What’s perhaps most impressive is that a player of this caliber is not a make-or-break-level get for Berhalter in a way it would have been in the recent past. The clearest example here is the case of Julian Green, who got all the way onto the 2014 World Cup roster despite being a lesser player and prospect than Musah by almost any metric. Though Musah is clearly good, he won’t walk in onto the team as its best player, or even its most highly regarded prospect. He’ll join a player pool that is rapidly getting deeper across almost every position with young, Europe-based talent, talent that was critical in convincing Musah to join its ranks. Jurgen Klinsmann’s oft-derided vision of a USMNT free from the anti-competitiveness of MLS is closer to becoming a reality. The corner is being turned right now. Musah is not the end product of a system set up by Klinsmann so much as proof that the process of Europeanization is a rising tide for the program.

Contrast the pedigree of the soggy group that lost to Trinidad and Tobago four years ago with the current USMNT roster. Christian Pulisic, DeAndre Yedlin, and Bobby Wood were the only young players at European clubs on the 2017 roster, while the team that’ll play Jamaica and Northern Ireland this week has members who play in 10 different European nations, and it’s not even a full A-team. The United States has sent players over to Europe for decades, but never this young and never in these numbers. Christian Pulisic, Gio Reyna, Tyler Adams, Weston McKennie, and Sergiño Dest aren’t just playing big roles in the best European leagues like Clint Dempsey, Michael Bradley, or Jozy Altidore (kind of) did; they are standing out for the best teams in those leagues and doing so at the very start of their careers. There’s a significant difference between spending a couple seasons with Roma and being a key part of Barcelona’s present and future as a 20-year-old who can do this:

But it’s not just the top-end of the player pool that’s impressive; it’s the deep bench of talent developing across the Atlantic. Given the ages of those involved, it is a safe bet that not every player, no matter how much promise they have, will deliver on their potential. That’s the way this works for top prospects in any competitive setup, and you don’t have to look any farther than Green for proof. The very best international teams in the world have incredibly deep player pools, which keeps competition for spots fierce and insures against injuries and spells of bad form.
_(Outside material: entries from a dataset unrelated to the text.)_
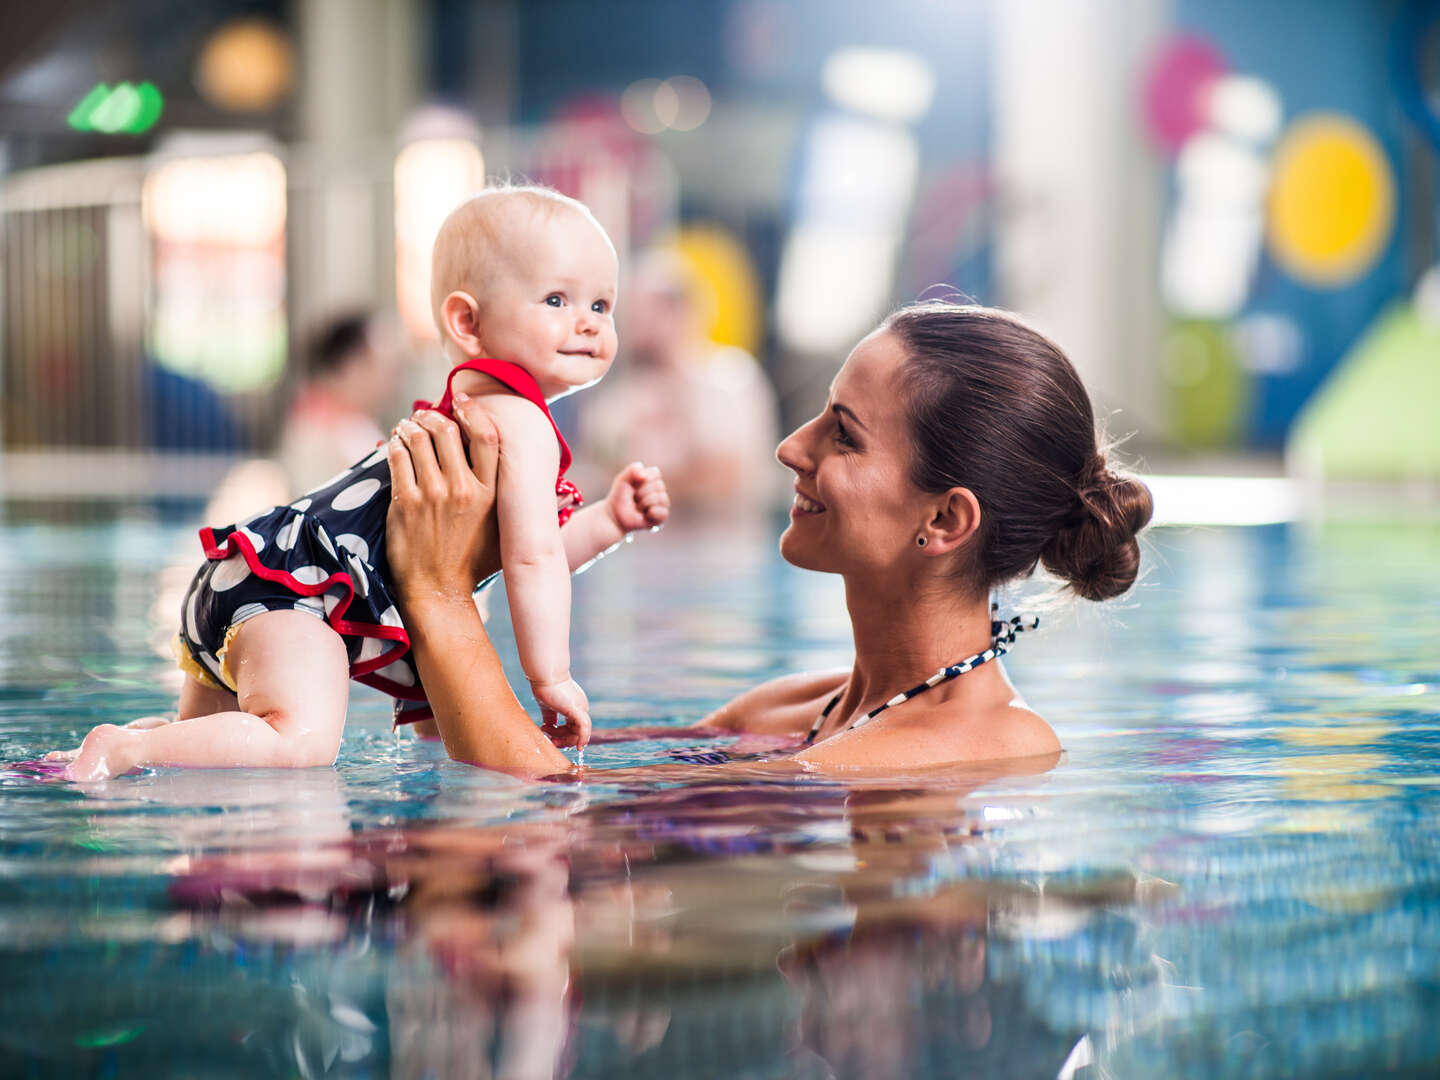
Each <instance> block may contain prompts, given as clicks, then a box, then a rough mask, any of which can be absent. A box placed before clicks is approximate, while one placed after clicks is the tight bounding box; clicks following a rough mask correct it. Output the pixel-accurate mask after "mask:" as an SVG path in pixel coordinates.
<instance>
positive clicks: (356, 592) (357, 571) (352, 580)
mask: <svg viewBox="0 0 1440 1080" xmlns="http://www.w3.org/2000/svg"><path fill="white" fill-rule="evenodd" d="M347 562H348V563H350V580H351V582H354V583H356V596H361V598H364V596H369V595H370V579H369V577H366V575H364V566H361V564H360V560H359V559H356V557H354V556H350V557H348V559H347Z"/></svg>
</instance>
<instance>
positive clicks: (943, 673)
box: [804, 603, 1040, 746]
mask: <svg viewBox="0 0 1440 1080" xmlns="http://www.w3.org/2000/svg"><path fill="white" fill-rule="evenodd" d="M996 611H998V606H996V605H994V603H992V605H991V647H989V648H988V649H985V651H984V652H976V654H975V655H973V657H966V658H965V660H962V661H959V662H958V664H949V665H946V667H943V668H940V670H939V671H936V672H935V674H933V675H930V677H929V678H927V680H924V683H920V684H919V685H913V687H910V688H909V690H906V691H903V693H900V694H896V696H894V697H891V698H890V700H888V701H886V703H884V704H883V706H877V707H876V708H871V710H870V711H868V713H865V714H864V716H863V717H860V719H858V720H851V721H850V723H848V724H845V727H844V729H841V730H845V732H854V730H855V729H857V727H864V726H865V724H868V723H870V721H871V720H874V719H876V717H877V716H880V714H881V713H883V711H886V710H887V708H890V707H891V706H899V704H903V703H906V701H909V700H910V698H912V697H914V696H916V694H923V693H924V691H926V690H929V688H930V687H937V685H940V683H949V681H950V680H952V678H959V677H960V675H963V674H965V672H966V671H973V670H975V668H978V667H979V665H981V664H988V662H989V661H992V660H998V658H999V657H1004V655H1005V654H1007V652H1008V651H1009V647H1011V645H1014V644H1015V635H1017V634H1021V632H1022V631H1030V629H1035V628H1037V626H1038V625H1040V618H1038V616H1031V618H1028V619H1027V618H1022V616H1020V615H1012V616H1011V618H1008V619H998V618H995V613H996ZM841 693H844V691H841ZM840 697H841V694H835V697H832V698H831V700H829V704H828V706H825V708H824V710H822V711H821V714H819V716H818V717H815V723H814V724H811V730H809V734H806V736H805V743H804V746H809V744H811V743H814V742H815V736H816V734H819V729H821V726H824V723H825V717H828V716H829V714H831V711H834V708H835V706H838V704H840Z"/></svg>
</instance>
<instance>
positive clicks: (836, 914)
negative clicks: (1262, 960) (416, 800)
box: [167, 778, 1162, 1077]
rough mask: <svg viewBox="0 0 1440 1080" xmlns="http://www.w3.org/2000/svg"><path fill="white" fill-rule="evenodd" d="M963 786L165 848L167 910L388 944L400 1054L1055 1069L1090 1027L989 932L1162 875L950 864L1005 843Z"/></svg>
mask: <svg viewBox="0 0 1440 1080" xmlns="http://www.w3.org/2000/svg"><path fill="white" fill-rule="evenodd" d="M972 788H973V783H972V782H969V780H966V779H963V778H955V779H952V780H950V782H949V783H943V782H932V783H930V785H927V786H919V785H906V786H891V785H868V786H860V785H838V783H799V785H798V783H744V785H734V783H720V785H716V783H711V785H700V783H693V785H685V786H678V788H667V789H660V791H652V792H648V793H641V792H638V791H629V792H628V793H626V795H625V798H611V799H606V798H599V799H596V801H595V802H592V804H589V805H586V806H583V808H579V809H576V808H573V806H572V808H570V809H567V811H566V812H563V814H552V815H546V816H541V818H536V819H531V821H526V822H517V824H507V825H494V827H477V825H469V824H458V822H456V824H423V825H415V827H405V828H389V829H361V831H357V832H356V834H354V835H353V837H351V838H348V840H347V841H341V842H331V844H321V845H318V847H315V848H314V850H311V851H310V852H307V854H304V855H302V854H300V852H297V850H295V848H294V847H289V845H287V847H275V848H271V850H243V851H226V852H216V854H210V855H207V857H200V858H194V860H189V861H186V863H176V864H173V870H174V880H173V881H171V884H170V887H168V890H167V901H168V907H170V916H168V919H170V920H171V922H170V924H171V926H179V924H180V923H179V922H176V920H186V923H184V924H186V926H187V927H189V930H190V933H193V935H196V936H197V937H200V939H207V937H209V939H213V937H215V935H217V933H223V935H225V936H226V937H228V939H229V940H232V942H233V943H235V948H243V946H242V943H251V945H253V943H256V942H265V943H269V945H272V946H274V945H275V943H279V942H285V943H288V945H289V946H292V948H297V949H315V948H317V946H320V945H323V943H324V945H325V946H327V949H328V955H331V956H334V955H338V953H344V952H346V950H353V949H354V948H356V946H357V943H360V942H364V943H367V945H369V943H384V948H386V949H387V950H390V956H389V962H387V963H386V968H384V972H383V975H379V982H380V984H383V985H380V986H379V998H380V1001H382V1002H383V1004H382V1005H380V1009H377V1011H374V1012H370V1014H366V1012H363V1011H360V1012H357V1014H356V1015H357V1017H359V1018H360V1020H364V1022H366V1024H370V1025H373V1027H374V1028H376V1030H379V1031H382V1032H383V1034H384V1035H386V1037H387V1053H389V1066H387V1067H389V1071H390V1074H392V1076H406V1077H409V1076H415V1077H422V1076H446V1077H449V1076H462V1077H469V1076H475V1077H490V1076H494V1077H550V1076H593V1074H605V1073H606V1070H611V1068H619V1067H625V1068H626V1070H629V1071H635V1070H639V1071H642V1073H648V1071H654V1073H657V1074H671V1073H672V1071H684V1073H687V1074H701V1076H707V1074H714V1076H733V1074H736V1073H737V1071H743V1067H744V1066H746V1063H750V1064H752V1066H753V1067H762V1066H763V1064H765V1063H772V1066H773V1063H775V1061H776V1060H783V1061H786V1066H785V1068H786V1070H788V1071H786V1074H793V1076H834V1077H891V1076H893V1077H906V1076H920V1074H946V1076H955V1074H962V1073H968V1071H971V1073H975V1074H981V1076H991V1074H992V1076H1028V1074H1040V1073H1047V1074H1056V1073H1057V1071H1058V1070H1060V1067H1061V1064H1063V1063H1064V1061H1066V1058H1067V1056H1068V1054H1070V1051H1071V1048H1073V1047H1074V1044H1076V1043H1077V1041H1079V1040H1080V1037H1081V1035H1083V1034H1084V1032H1083V1030H1080V1027H1074V1028H1068V1027H1058V1028H1057V1027H1056V1025H1053V1024H1050V1021H1048V1020H1047V1018H1045V1017H1044V1014H1043V1012H1041V1011H1037V1009H1035V1008H1034V1004H1032V1001H1031V995H1027V992H1025V988H1024V972H1022V971H1018V969H1015V968H1009V969H1008V971H1002V972H1001V973H999V978H996V972H995V971H994V969H992V966H991V963H989V940H991V936H992V935H996V933H998V935H999V936H1001V939H1002V940H1007V942H1018V940H1024V939H1027V937H1034V936H1040V937H1044V936H1051V937H1054V936H1068V935H1073V933H1074V932H1076V929H1077V927H1080V926H1083V924H1084V923H1086V922H1087V920H1089V919H1090V917H1092V916H1093V914H1094V913H1096V912H1099V910H1102V909H1119V907H1126V906H1132V904H1136V903H1153V901H1155V900H1156V899H1159V897H1161V896H1162V893H1161V891H1158V890H1156V888H1153V887H1151V888H1149V891H1143V890H1142V893H1143V894H1142V896H1139V897H1138V896H1136V880H1135V877H1133V876H1126V874H1117V876H1109V877H1104V878H1096V880H1090V881H1086V883H1083V886H1081V884H1076V883H1071V884H1068V886H1066V884H1060V886H1057V887H1048V888H1047V887H1045V886H1044V884H1043V883H1038V881H1022V880H1011V881H996V880H984V878H978V877H958V876H953V874H952V873H948V871H945V867H946V865H953V864H955V863H956V860H963V858H965V855H962V854H960V852H962V851H963V850H966V848H971V847H985V845H986V844H988V842H989V838H988V832H989V829H991V828H992V825H991V821H992V818H994V815H989V816H988V815H986V805H985V804H979V805H976V804H975V801H973V799H972V798H971V792H972ZM991 809H994V806H991ZM1152 884H1153V883H1152ZM374 996H376V995H372V998H374ZM344 1015H347V1017H350V1018H351V1028H354V1027H356V1025H354V1022H353V1021H354V1017H351V1014H348V1012H346V1014H344ZM276 1035H278V1038H279V1040H281V1044H279V1045H276V1044H275V1043H274V1041H269V1043H268V1045H269V1047H271V1050H269V1051H268V1053H272V1054H279V1053H282V1050H284V1040H287V1038H291V1037H292V1035H294V1032H276ZM272 1040H274V1037H272ZM291 1041H292V1043H294V1038H291ZM297 1045H298V1044H297ZM334 1045H336V1047H338V1045H340V1044H338V1043H336V1044H334ZM351 1045H357V1044H354V1041H353V1040H351ZM706 1047H708V1048H710V1050H708V1051H707V1050H706ZM374 1050H376V1053H379V1047H376V1048H374ZM249 1053H259V1041H255V1040H252V1043H251V1045H249ZM336 1053H337V1054H338V1050H337V1051H336ZM707 1053H714V1054H719V1057H717V1058H716V1060H714V1066H716V1067H714V1068H713V1070H711V1068H710V1061H708V1058H707V1057H706V1054H707ZM697 1056H698V1057H697ZM336 1060H338V1058H336ZM366 1060H370V1061H372V1064H377V1063H376V1061H374V1058H366ZM720 1061H724V1063H726V1064H724V1067H720V1064H719V1063H720ZM310 1064H314V1063H310Z"/></svg>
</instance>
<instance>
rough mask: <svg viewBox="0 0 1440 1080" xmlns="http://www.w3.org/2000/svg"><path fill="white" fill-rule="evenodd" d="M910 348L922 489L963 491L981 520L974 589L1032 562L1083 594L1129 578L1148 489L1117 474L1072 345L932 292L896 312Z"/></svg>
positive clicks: (908, 374)
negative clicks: (1039, 563) (1100, 438)
mask: <svg viewBox="0 0 1440 1080" xmlns="http://www.w3.org/2000/svg"><path fill="white" fill-rule="evenodd" d="M883 328H884V330H888V331H890V333H893V334H896V336H897V337H899V338H900V341H901V343H903V346H904V348H906V353H907V354H909V356H907V361H906V364H904V367H903V369H901V374H900V387H901V390H900V393H901V396H903V399H904V405H906V412H907V415H909V420H910V425H909V426H910V439H912V442H913V445H914V467H913V469H912V480H913V481H914V484H916V485H917V487H920V488H922V490H923V491H932V492H940V491H948V490H950V488H955V487H962V488H969V490H971V491H972V492H973V494H975V498H976V501H978V503H979V505H981V526H979V530H978V534H976V536H978V543H976V544H975V546H973V549H972V552H973V557H972V559H969V560H968V562H966V564H965V572H963V573H965V580H966V582H968V585H969V586H971V588H973V589H975V590H976V592H988V590H989V589H991V588H994V586H996V585H1001V583H1004V582H1008V580H1012V579H1015V577H1024V576H1027V575H1030V573H1031V572H1032V570H1034V569H1035V564H1037V563H1044V564H1045V569H1047V570H1050V572H1051V573H1054V575H1056V576H1057V577H1060V579H1063V580H1064V582H1067V583H1068V586H1070V588H1071V589H1073V590H1074V592H1076V593H1077V595H1079V596H1084V598H1086V599H1087V600H1104V599H1109V598H1112V596H1119V595H1120V593H1123V592H1125V590H1126V589H1129V588H1130V585H1132V583H1133V582H1135V576H1136V573H1138V570H1139V566H1140V549H1139V544H1138V543H1136V540H1135V534H1136V533H1138V531H1139V530H1140V528H1143V527H1145V524H1146V523H1148V521H1149V520H1151V492H1149V488H1146V487H1145V484H1142V482H1139V481H1138V480H1133V478H1130V477H1123V475H1119V474H1116V472H1112V471H1110V469H1109V467H1107V465H1106V459H1104V451H1103V449H1102V448H1100V445H1099V442H1097V436H1096V426H1094V410H1093V409H1092V406H1090V396H1089V395H1087V393H1086V389H1084V386H1083V384H1081V382H1080V376H1079V374H1077V373H1076V369H1074V367H1073V366H1071V363H1070V360H1067V359H1066V354H1064V353H1061V351H1060V348H1058V347H1057V346H1056V344H1054V343H1053V341H1050V340H1048V338H1047V337H1044V336H1043V334H1040V333H1037V331H1034V330H1031V328H1030V327H1027V325H1025V324H1024V323H1021V321H1020V320H1017V318H1015V317H1014V315H1011V314H1008V312H1005V311H998V310H995V308H984V307H973V305H960V304H952V302H948V301H926V302H922V304H912V305H910V307H904V308H901V310H900V311H897V312H894V314H893V315H890V318H887V320H886V323H884V324H883Z"/></svg>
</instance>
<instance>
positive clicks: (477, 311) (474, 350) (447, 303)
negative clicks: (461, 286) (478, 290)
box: [441, 289, 485, 356]
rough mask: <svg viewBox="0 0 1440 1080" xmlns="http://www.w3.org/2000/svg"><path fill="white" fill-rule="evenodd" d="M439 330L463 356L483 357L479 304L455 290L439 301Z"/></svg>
mask: <svg viewBox="0 0 1440 1080" xmlns="http://www.w3.org/2000/svg"><path fill="white" fill-rule="evenodd" d="M441 328H442V330H444V331H445V336H446V337H448V338H451V341H454V343H455V344H456V346H459V350H461V351H462V353H464V354H465V356H484V351H485V350H484V346H481V343H480V302H478V301H477V300H475V298H474V297H472V295H469V294H468V292H461V291H459V289H456V291H455V292H451V294H449V295H448V297H445V300H444V301H441Z"/></svg>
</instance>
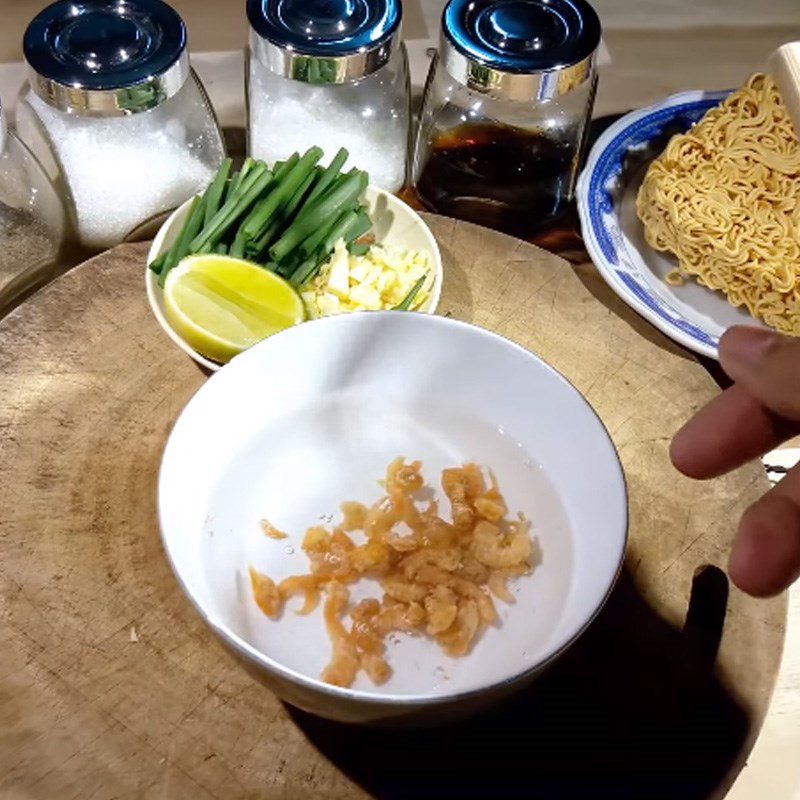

To succeed at the highest level, you need players like Reyna, Adams, and Dest, but you also need the swelling group of youngsters behind them, which currently includes Joe Scally at Borussia Mönchengladbach, Joshua Pynadath at Ajax, Taylor Booth at Bayern Munich, Brandon Servania at SK Polten, Richy Ledezma at PSV, CJ dos Santos at Benfica, Johan Gómez at Porto, Matteo Ritaccio at Liverpool, and the dozens more players like them who might never break into the USMNT first team but represent a growing tide of possibility.

Musah’s choice to join the USMNT is an endorsement of this process, proof that it is paying off, since he’s expressly picking the USA over a team that almost made the most recent World Cup final. It would be disingenuous to read this as a sign that the USMNT can compete with England on the field, or even that the USMNT will inevitably overtake them. Musah will have to compete for a spot with the U.S., but it will certainly be a lot easier to get onto the field than it would be with England, and that’s definitely a factor. But with Musah (who had a totally viable chance of eventually becoming an England regular if his development went well) and Dest (who would be the Netherlands’ starter right now had he chosen them) both siding with the U.S. over more heralded national teams, we’re seeing that the USMNT is increasingly seen as a cool, exciting, up-and-coming contender befitting players of real talent and ambition. We presently have a formidable roster full of players competing at the highest level in Europe, who might hail from all over the world but have united around the United States. Now comes the fun part.